São Paulo, 6 de julho de 2026 – O dólar à vista terminou o pregão desta segunda-feira cotado a R$ 5,1320, queda de 0,71% diante do real. O recuo foi impulsionado por novos sinais de arrefecimento da economia norte-americana, que reforçaram a aposta de que o Federal Reserve poderá adotar postura menos agressiva na elevação de juros.

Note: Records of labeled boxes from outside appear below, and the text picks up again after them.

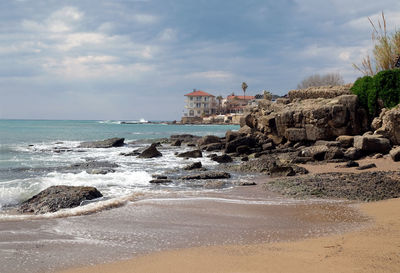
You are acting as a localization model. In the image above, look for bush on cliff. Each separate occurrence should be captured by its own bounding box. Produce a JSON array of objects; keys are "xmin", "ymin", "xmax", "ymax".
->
[{"xmin": 351, "ymin": 69, "xmax": 400, "ymax": 119}]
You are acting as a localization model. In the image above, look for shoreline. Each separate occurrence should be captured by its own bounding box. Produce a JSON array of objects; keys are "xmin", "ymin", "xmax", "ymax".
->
[{"xmin": 59, "ymin": 196, "xmax": 400, "ymax": 273}]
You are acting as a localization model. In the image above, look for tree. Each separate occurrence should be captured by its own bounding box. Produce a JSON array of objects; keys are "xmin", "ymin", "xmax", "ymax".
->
[
  {"xmin": 216, "ymin": 95, "xmax": 223, "ymax": 114},
  {"xmin": 353, "ymin": 12, "xmax": 400, "ymax": 76},
  {"xmin": 242, "ymin": 82, "xmax": 248, "ymax": 99},
  {"xmin": 297, "ymin": 73, "xmax": 344, "ymax": 89}
]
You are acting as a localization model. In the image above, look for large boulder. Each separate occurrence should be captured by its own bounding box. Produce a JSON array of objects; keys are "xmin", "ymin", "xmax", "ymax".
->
[
  {"xmin": 371, "ymin": 104, "xmax": 400, "ymax": 145},
  {"xmin": 177, "ymin": 150, "xmax": 203, "ymax": 158},
  {"xmin": 139, "ymin": 143, "xmax": 162, "ymax": 158},
  {"xmin": 18, "ymin": 186, "xmax": 103, "ymax": 214},
  {"xmin": 225, "ymin": 136, "xmax": 257, "ymax": 153},
  {"xmin": 198, "ymin": 135, "xmax": 221, "ymax": 146},
  {"xmin": 354, "ymin": 135, "xmax": 391, "ymax": 154},
  {"xmin": 78, "ymin": 137, "xmax": 125, "ymax": 148}
]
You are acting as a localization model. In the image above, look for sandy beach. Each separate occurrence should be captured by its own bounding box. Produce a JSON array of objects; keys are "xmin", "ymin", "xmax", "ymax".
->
[{"xmin": 60, "ymin": 194, "xmax": 400, "ymax": 273}]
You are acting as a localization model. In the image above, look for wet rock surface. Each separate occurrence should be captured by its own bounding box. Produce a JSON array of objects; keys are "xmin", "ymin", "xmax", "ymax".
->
[
  {"xmin": 265, "ymin": 171, "xmax": 400, "ymax": 201},
  {"xmin": 78, "ymin": 137, "xmax": 125, "ymax": 148},
  {"xmin": 18, "ymin": 186, "xmax": 103, "ymax": 214}
]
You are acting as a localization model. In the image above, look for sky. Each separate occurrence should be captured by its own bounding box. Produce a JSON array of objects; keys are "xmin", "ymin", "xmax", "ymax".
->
[{"xmin": 0, "ymin": 0, "xmax": 400, "ymax": 120}]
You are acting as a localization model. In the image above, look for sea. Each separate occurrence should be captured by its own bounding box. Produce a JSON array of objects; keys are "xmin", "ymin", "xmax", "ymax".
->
[{"xmin": 0, "ymin": 120, "xmax": 239, "ymax": 215}]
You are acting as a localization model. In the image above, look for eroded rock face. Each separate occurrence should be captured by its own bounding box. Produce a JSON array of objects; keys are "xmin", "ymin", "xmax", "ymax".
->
[
  {"xmin": 18, "ymin": 186, "xmax": 103, "ymax": 214},
  {"xmin": 242, "ymin": 95, "xmax": 368, "ymax": 145},
  {"xmin": 371, "ymin": 105, "xmax": 400, "ymax": 145},
  {"xmin": 79, "ymin": 137, "xmax": 125, "ymax": 148}
]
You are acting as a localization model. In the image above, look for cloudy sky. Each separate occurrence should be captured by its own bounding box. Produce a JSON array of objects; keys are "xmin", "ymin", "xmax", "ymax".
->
[{"xmin": 0, "ymin": 0, "xmax": 400, "ymax": 120}]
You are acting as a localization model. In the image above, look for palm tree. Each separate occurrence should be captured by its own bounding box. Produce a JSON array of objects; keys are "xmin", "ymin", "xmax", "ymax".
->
[
  {"xmin": 242, "ymin": 82, "xmax": 248, "ymax": 100},
  {"xmin": 216, "ymin": 95, "xmax": 223, "ymax": 114}
]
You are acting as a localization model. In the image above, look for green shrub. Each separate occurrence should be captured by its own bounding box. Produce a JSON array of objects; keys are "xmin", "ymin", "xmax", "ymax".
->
[{"xmin": 351, "ymin": 69, "xmax": 400, "ymax": 119}]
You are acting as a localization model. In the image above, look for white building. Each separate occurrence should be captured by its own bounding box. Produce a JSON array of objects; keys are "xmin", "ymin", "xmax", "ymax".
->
[{"xmin": 184, "ymin": 90, "xmax": 217, "ymax": 117}]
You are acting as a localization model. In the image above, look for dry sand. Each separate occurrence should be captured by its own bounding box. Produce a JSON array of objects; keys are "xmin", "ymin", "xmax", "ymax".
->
[{"xmin": 58, "ymin": 196, "xmax": 400, "ymax": 273}]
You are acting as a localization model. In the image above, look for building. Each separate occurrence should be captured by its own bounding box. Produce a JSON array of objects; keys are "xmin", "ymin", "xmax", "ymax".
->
[
  {"xmin": 224, "ymin": 93, "xmax": 254, "ymax": 114},
  {"xmin": 184, "ymin": 90, "xmax": 217, "ymax": 118}
]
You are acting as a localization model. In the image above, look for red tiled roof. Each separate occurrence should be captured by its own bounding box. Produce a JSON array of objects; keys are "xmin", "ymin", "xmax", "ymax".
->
[
  {"xmin": 227, "ymin": 95, "xmax": 254, "ymax": 100},
  {"xmin": 185, "ymin": 90, "xmax": 214, "ymax": 97}
]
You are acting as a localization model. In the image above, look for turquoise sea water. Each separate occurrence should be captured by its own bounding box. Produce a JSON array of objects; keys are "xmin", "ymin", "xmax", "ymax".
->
[{"xmin": 0, "ymin": 120, "xmax": 238, "ymax": 209}]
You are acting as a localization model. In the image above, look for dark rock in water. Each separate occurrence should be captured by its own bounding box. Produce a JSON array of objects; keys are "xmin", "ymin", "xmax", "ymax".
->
[
  {"xmin": 357, "ymin": 163, "xmax": 376, "ymax": 170},
  {"xmin": 67, "ymin": 161, "xmax": 119, "ymax": 170},
  {"xmin": 119, "ymin": 149, "xmax": 140, "ymax": 156},
  {"xmin": 171, "ymin": 139, "xmax": 182, "ymax": 147},
  {"xmin": 183, "ymin": 161, "xmax": 203, "ymax": 171},
  {"xmin": 78, "ymin": 137, "xmax": 125, "ymax": 148},
  {"xmin": 149, "ymin": 179, "xmax": 172, "ymax": 184},
  {"xmin": 86, "ymin": 169, "xmax": 115, "ymax": 175},
  {"xmin": 211, "ymin": 154, "xmax": 233, "ymax": 163},
  {"xmin": 151, "ymin": 174, "xmax": 168, "ymax": 179},
  {"xmin": 238, "ymin": 181, "xmax": 257, "ymax": 186},
  {"xmin": 345, "ymin": 160, "xmax": 360, "ymax": 168},
  {"xmin": 177, "ymin": 150, "xmax": 203, "ymax": 158},
  {"xmin": 139, "ymin": 143, "xmax": 162, "ymax": 158},
  {"xmin": 202, "ymin": 143, "xmax": 225, "ymax": 152},
  {"xmin": 390, "ymin": 147, "xmax": 400, "ymax": 161},
  {"xmin": 225, "ymin": 136, "xmax": 257, "ymax": 153},
  {"xmin": 182, "ymin": 172, "xmax": 231, "ymax": 180},
  {"xmin": 18, "ymin": 186, "xmax": 103, "ymax": 214}
]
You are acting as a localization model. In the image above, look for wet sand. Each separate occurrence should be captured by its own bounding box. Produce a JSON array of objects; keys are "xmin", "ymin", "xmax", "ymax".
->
[
  {"xmin": 0, "ymin": 182, "xmax": 369, "ymax": 273},
  {"xmin": 57, "ymin": 199, "xmax": 400, "ymax": 273}
]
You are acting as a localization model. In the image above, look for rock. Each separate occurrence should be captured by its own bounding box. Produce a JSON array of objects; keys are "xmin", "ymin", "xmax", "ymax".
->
[
  {"xmin": 324, "ymin": 146, "xmax": 344, "ymax": 160},
  {"xmin": 357, "ymin": 163, "xmax": 376, "ymax": 170},
  {"xmin": 139, "ymin": 143, "xmax": 162, "ymax": 158},
  {"xmin": 78, "ymin": 137, "xmax": 125, "ymax": 148},
  {"xmin": 203, "ymin": 181, "xmax": 226, "ymax": 189},
  {"xmin": 198, "ymin": 135, "xmax": 221, "ymax": 146},
  {"xmin": 354, "ymin": 136, "xmax": 391, "ymax": 154},
  {"xmin": 389, "ymin": 147, "xmax": 400, "ymax": 162},
  {"xmin": 345, "ymin": 160, "xmax": 360, "ymax": 168},
  {"xmin": 371, "ymin": 105, "xmax": 400, "ymax": 145},
  {"xmin": 149, "ymin": 179, "xmax": 172, "ymax": 184},
  {"xmin": 238, "ymin": 181, "xmax": 257, "ymax": 186},
  {"xmin": 183, "ymin": 161, "xmax": 203, "ymax": 171},
  {"xmin": 225, "ymin": 136, "xmax": 256, "ymax": 153},
  {"xmin": 182, "ymin": 172, "xmax": 231, "ymax": 180},
  {"xmin": 236, "ymin": 145, "xmax": 251, "ymax": 155},
  {"xmin": 203, "ymin": 143, "xmax": 225, "ymax": 152},
  {"xmin": 86, "ymin": 169, "xmax": 115, "ymax": 175},
  {"xmin": 151, "ymin": 174, "xmax": 168, "ymax": 179},
  {"xmin": 300, "ymin": 145, "xmax": 329, "ymax": 161},
  {"xmin": 336, "ymin": 136, "xmax": 354, "ymax": 148},
  {"xmin": 177, "ymin": 150, "xmax": 203, "ymax": 158},
  {"xmin": 18, "ymin": 186, "xmax": 103, "ymax": 214},
  {"xmin": 211, "ymin": 154, "xmax": 233, "ymax": 163},
  {"xmin": 225, "ymin": 131, "xmax": 241, "ymax": 142},
  {"xmin": 344, "ymin": 147, "xmax": 362, "ymax": 160},
  {"xmin": 171, "ymin": 139, "xmax": 182, "ymax": 147},
  {"xmin": 269, "ymin": 166, "xmax": 296, "ymax": 177}
]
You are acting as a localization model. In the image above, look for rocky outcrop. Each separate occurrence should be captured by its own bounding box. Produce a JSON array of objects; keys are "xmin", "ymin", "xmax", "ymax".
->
[
  {"xmin": 78, "ymin": 137, "xmax": 125, "ymax": 148},
  {"xmin": 182, "ymin": 172, "xmax": 231, "ymax": 180},
  {"xmin": 354, "ymin": 135, "xmax": 391, "ymax": 154},
  {"xmin": 177, "ymin": 150, "xmax": 203, "ymax": 158},
  {"xmin": 288, "ymin": 84, "xmax": 353, "ymax": 101},
  {"xmin": 18, "ymin": 186, "xmax": 103, "ymax": 214},
  {"xmin": 241, "ymin": 95, "xmax": 368, "ymax": 144},
  {"xmin": 371, "ymin": 105, "xmax": 400, "ymax": 145},
  {"xmin": 139, "ymin": 143, "xmax": 162, "ymax": 158}
]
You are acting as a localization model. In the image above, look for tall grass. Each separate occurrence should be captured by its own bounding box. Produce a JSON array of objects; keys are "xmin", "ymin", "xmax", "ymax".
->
[{"xmin": 353, "ymin": 12, "xmax": 400, "ymax": 76}]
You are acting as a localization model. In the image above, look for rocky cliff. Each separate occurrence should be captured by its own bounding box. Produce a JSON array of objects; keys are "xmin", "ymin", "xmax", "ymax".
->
[{"xmin": 240, "ymin": 93, "xmax": 368, "ymax": 144}]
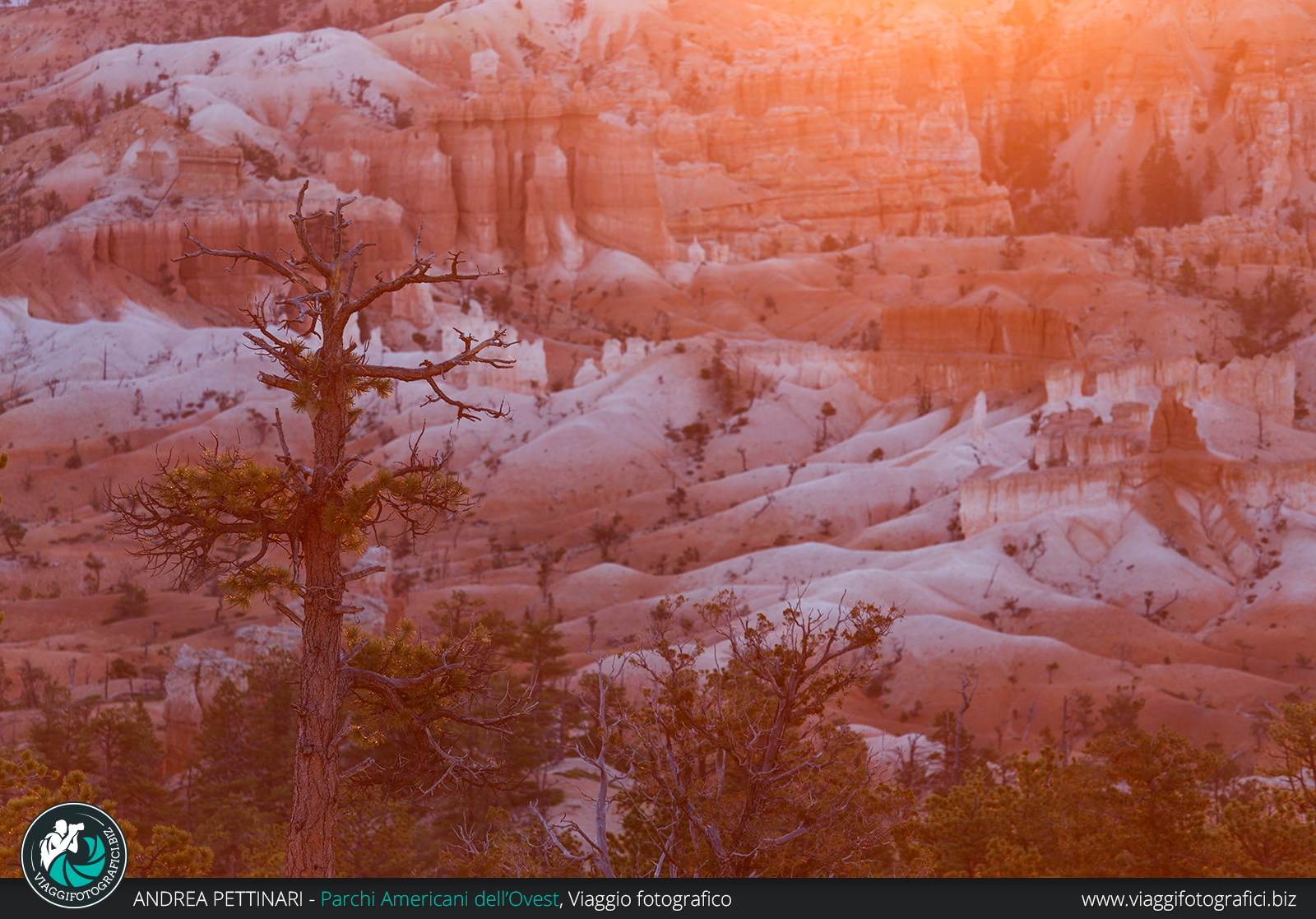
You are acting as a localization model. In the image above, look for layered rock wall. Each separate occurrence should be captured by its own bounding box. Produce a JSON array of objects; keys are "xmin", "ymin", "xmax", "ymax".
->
[
  {"xmin": 1046, "ymin": 354, "xmax": 1296, "ymax": 426},
  {"xmin": 959, "ymin": 452, "xmax": 1316, "ymax": 536}
]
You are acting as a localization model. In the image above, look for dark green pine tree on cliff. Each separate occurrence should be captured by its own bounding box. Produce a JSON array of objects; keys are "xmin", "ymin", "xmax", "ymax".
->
[{"xmin": 112, "ymin": 183, "xmax": 524, "ymax": 877}]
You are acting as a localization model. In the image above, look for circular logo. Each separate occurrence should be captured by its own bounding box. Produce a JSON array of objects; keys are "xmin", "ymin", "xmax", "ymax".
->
[{"xmin": 20, "ymin": 802, "xmax": 127, "ymax": 908}]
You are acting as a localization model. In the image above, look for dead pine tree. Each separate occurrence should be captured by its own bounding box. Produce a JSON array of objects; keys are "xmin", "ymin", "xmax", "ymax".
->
[{"xmin": 110, "ymin": 183, "xmax": 515, "ymax": 877}]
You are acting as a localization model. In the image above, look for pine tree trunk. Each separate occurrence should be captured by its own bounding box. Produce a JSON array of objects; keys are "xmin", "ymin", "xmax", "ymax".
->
[
  {"xmin": 287, "ymin": 527, "xmax": 342, "ymax": 877},
  {"xmin": 285, "ymin": 341, "xmax": 347, "ymax": 877}
]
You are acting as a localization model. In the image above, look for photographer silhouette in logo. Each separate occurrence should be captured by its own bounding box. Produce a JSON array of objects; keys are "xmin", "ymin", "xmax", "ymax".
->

Por volta das 17h (horário de Brasília), o índice DXY – que compara o dólar a seis moedas fortes – registrava leve alta de 0,01%, aos 100.867 pontos, movimento que contrasta com o desempenho da divisa no mercado doméstico.
Projeções do Focus
O mercado também acompanhou a edição semanal do Boletim Focus, divulgada pelo Banco Central. Pela primeira vez em 16 semanas, a estimativa para o IPCA de 2026 recuou, passando de 5,33% para 5,30%. Para 2027, entretanto, a previsão avançou de 4,17% para 4,18%.
Quanto à Selic, as medianas permaneceram inalteradas: 14% para 2026, 12% para 2027, 10,25% para 2028 e 10% para 2029.
Tensões comerciais
Começou hoje, em Washington, audiência pública do Escritório do Representante Comercial dos Estados Unidos (USTR) que avalia, sob a Seção 301 da Lei de Comércio, possíveis práticas desleais do Brasil. Entre os pontos citados estão a implantação do Pix, o desmatamento, o mercado de etanol e questões de propriedade intelectual. A incerteza sobre eventuais sobretaxas manteve parte dos investidores cautelosos.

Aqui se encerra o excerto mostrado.